0

I have a (500000,30) numpy array and we can look it as a length-500000 list of size-30 vectors. I want to choose arbitrary 4 elements in the vector, calculate its product, and store all the 4-element-products. Finally I need to calculate the mean of 500000 results.

I have tried it with np.einsum but it runs really slow. How can I improve the efficiency?

# array.shape = (500000,30)
expect = np.sum(np.einsum('ni,nj,nk,nr->ijkr',array,array,array,array),axis=0)/500000
Inm
  • 131
  • 3
  • Please show a loop-based implementation on a 5x4 array, selecting 3 elements. I don't see where you are making the selection of 4 elements.

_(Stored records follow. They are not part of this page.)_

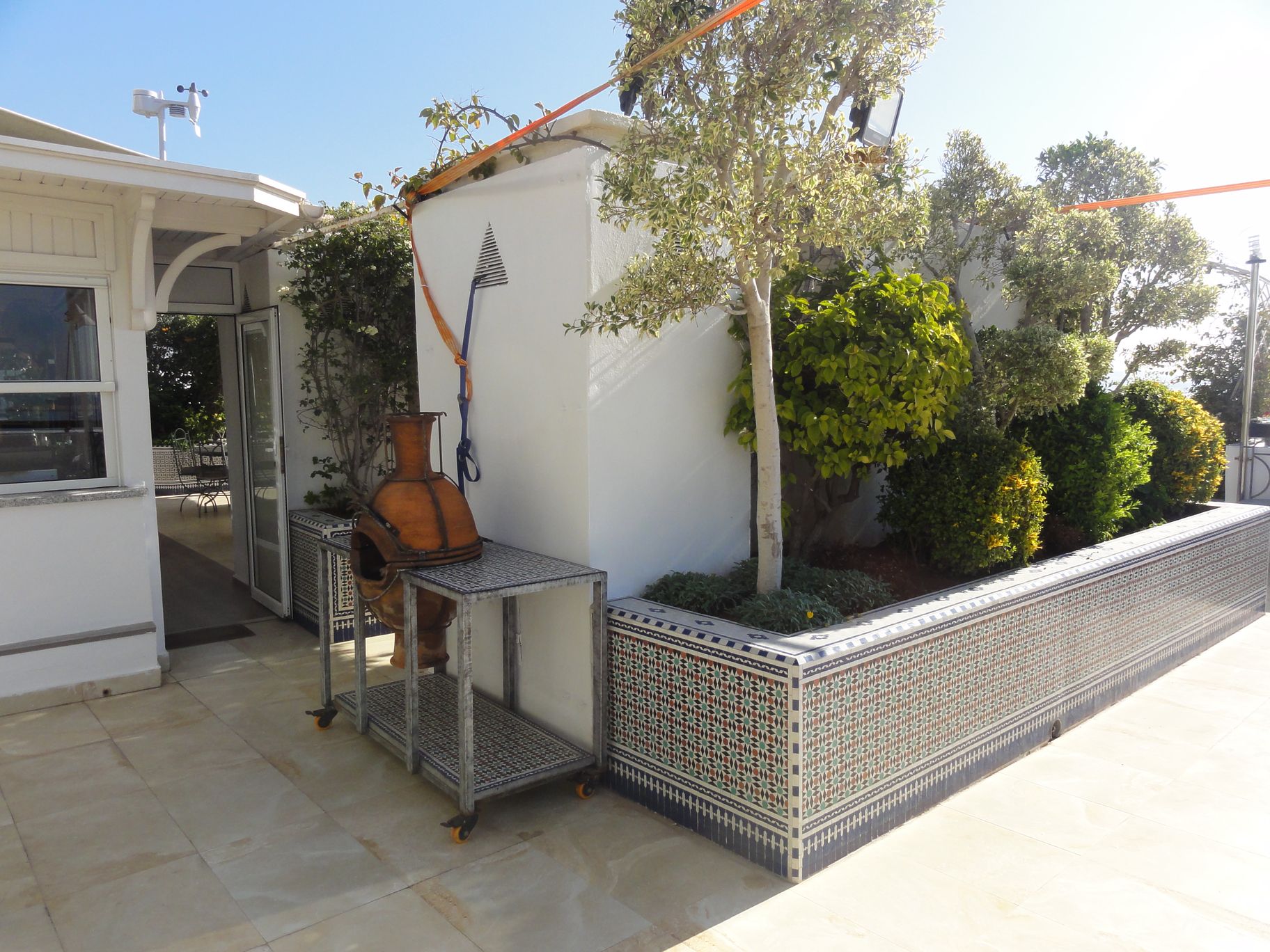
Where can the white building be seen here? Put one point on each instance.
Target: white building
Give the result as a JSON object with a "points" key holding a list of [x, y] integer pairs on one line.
{"points": [[94, 243], [607, 451]]}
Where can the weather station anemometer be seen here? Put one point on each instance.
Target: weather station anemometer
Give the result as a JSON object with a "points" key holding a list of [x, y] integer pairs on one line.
{"points": [[146, 102]]}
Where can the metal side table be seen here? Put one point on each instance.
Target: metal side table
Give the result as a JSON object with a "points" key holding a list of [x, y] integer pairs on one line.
{"points": [[464, 742]]}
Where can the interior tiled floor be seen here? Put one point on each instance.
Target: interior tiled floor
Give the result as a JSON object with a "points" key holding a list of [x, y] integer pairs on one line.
{"points": [[209, 814]]}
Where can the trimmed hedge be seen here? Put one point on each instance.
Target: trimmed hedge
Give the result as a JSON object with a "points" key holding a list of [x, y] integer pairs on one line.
{"points": [[1095, 456], [1191, 451], [975, 505]]}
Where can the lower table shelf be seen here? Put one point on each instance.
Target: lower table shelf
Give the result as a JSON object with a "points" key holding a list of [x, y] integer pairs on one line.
{"points": [[510, 750]]}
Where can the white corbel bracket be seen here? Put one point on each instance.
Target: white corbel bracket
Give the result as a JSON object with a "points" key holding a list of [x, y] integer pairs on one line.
{"points": [[180, 263], [141, 274]]}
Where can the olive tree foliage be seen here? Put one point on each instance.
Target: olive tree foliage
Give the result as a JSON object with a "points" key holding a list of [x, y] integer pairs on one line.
{"points": [[869, 371], [1060, 263], [354, 288], [973, 207], [742, 159], [1214, 368], [1157, 255], [1163, 357]]}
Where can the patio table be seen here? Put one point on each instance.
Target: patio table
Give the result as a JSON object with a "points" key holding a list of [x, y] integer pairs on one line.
{"points": [[468, 744]]}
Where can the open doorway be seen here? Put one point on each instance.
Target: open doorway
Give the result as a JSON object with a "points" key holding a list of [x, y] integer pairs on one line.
{"points": [[202, 598]]}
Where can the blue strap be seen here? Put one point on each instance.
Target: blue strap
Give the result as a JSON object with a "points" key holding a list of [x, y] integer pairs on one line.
{"points": [[467, 465]]}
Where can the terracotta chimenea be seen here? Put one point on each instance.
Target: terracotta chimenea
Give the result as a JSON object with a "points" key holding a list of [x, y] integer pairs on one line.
{"points": [[417, 517]]}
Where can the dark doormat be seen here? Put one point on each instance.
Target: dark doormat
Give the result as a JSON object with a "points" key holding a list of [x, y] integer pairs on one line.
{"points": [[206, 636], [201, 594]]}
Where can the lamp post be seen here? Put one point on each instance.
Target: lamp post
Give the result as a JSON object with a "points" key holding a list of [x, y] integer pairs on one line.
{"points": [[1250, 354], [875, 123]]}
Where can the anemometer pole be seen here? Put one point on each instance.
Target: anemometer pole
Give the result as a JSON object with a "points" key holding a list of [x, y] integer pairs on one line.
{"points": [[1250, 356], [163, 137]]}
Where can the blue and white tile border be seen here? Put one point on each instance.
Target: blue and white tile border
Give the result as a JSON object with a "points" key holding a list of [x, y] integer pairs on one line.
{"points": [[1213, 566]]}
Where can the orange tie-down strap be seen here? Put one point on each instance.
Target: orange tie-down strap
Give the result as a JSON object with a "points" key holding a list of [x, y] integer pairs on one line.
{"points": [[476, 159], [442, 328]]}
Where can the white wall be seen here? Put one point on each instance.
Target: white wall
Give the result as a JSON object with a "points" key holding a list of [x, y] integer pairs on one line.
{"points": [[74, 568], [602, 451]]}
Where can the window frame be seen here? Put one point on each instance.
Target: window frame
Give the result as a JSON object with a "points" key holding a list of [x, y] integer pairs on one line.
{"points": [[104, 388]]}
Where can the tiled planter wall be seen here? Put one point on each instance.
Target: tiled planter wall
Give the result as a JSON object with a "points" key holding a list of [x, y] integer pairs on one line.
{"points": [[309, 526], [794, 750]]}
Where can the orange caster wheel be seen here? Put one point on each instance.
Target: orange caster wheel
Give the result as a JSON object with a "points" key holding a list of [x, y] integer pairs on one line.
{"points": [[462, 827], [323, 717]]}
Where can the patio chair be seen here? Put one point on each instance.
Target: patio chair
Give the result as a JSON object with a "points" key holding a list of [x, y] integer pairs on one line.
{"points": [[212, 473], [202, 471]]}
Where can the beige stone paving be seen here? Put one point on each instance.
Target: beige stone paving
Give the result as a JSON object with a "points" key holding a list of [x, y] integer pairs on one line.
{"points": [[209, 814]]}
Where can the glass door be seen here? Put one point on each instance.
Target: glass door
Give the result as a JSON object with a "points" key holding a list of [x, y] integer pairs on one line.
{"points": [[260, 399]]}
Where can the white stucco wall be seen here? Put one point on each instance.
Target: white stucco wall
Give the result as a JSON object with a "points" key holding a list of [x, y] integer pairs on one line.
{"points": [[605, 451], [74, 568]]}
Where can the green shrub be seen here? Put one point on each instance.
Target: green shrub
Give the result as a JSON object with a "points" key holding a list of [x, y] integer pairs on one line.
{"points": [[1095, 456], [1191, 451], [787, 612], [846, 589], [696, 592], [978, 505]]}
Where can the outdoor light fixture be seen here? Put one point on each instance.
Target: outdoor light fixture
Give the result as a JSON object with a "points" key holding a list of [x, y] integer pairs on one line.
{"points": [[875, 123], [1250, 357]]}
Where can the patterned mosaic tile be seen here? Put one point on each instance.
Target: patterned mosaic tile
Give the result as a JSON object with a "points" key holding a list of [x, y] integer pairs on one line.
{"points": [[849, 733], [887, 711]]}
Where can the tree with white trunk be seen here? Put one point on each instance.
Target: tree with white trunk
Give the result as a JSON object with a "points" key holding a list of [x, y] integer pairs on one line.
{"points": [[742, 160]]}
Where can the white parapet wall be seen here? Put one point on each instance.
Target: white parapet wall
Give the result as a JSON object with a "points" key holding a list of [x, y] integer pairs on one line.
{"points": [[607, 451], [1256, 488]]}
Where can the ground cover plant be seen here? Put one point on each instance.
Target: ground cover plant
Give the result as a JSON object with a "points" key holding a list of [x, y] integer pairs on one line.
{"points": [[813, 597]]}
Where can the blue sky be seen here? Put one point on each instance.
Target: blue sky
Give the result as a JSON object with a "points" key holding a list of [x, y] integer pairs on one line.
{"points": [[310, 93]]}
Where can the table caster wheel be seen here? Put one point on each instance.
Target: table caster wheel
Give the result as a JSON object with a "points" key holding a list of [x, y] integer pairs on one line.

When prose and code don't match, it's really hard to test an implementation. – Mad Physicist Oct 27 '21 at 18:13
  • A very valuable tool of debugging and implementation is to make a *small* example that you can visualize entirely, i.e., a [mcve]. You can't expect for me to test against a 500k-length array of anything, but you can surely expect me to match a 5-length array. – Mad Physicist Oct 27 '21 at 18:13

2 Answers2

0

The sum of all possible products of 4 entries in a vector v is equal to the 4th power of the sum of entries of v. Note that this assumes that the same vector entry can appear more than once in a product, and the sum will include products that differ only by the order of their entries (so e.g. v[1] * v[2] * v[3] * v[4] and v[4] * v[3] * v[2] * v[1] will count as different products). Since your code performs the same computations, I assume that this is what you want. In any case, the value of

np.sum(np.einsum('ni,nj,nk,nr->ijkr', array, array, array, array))

is the same as that of

(array.sum(axis=1)**4).sum()

but the latter will be computed much faster.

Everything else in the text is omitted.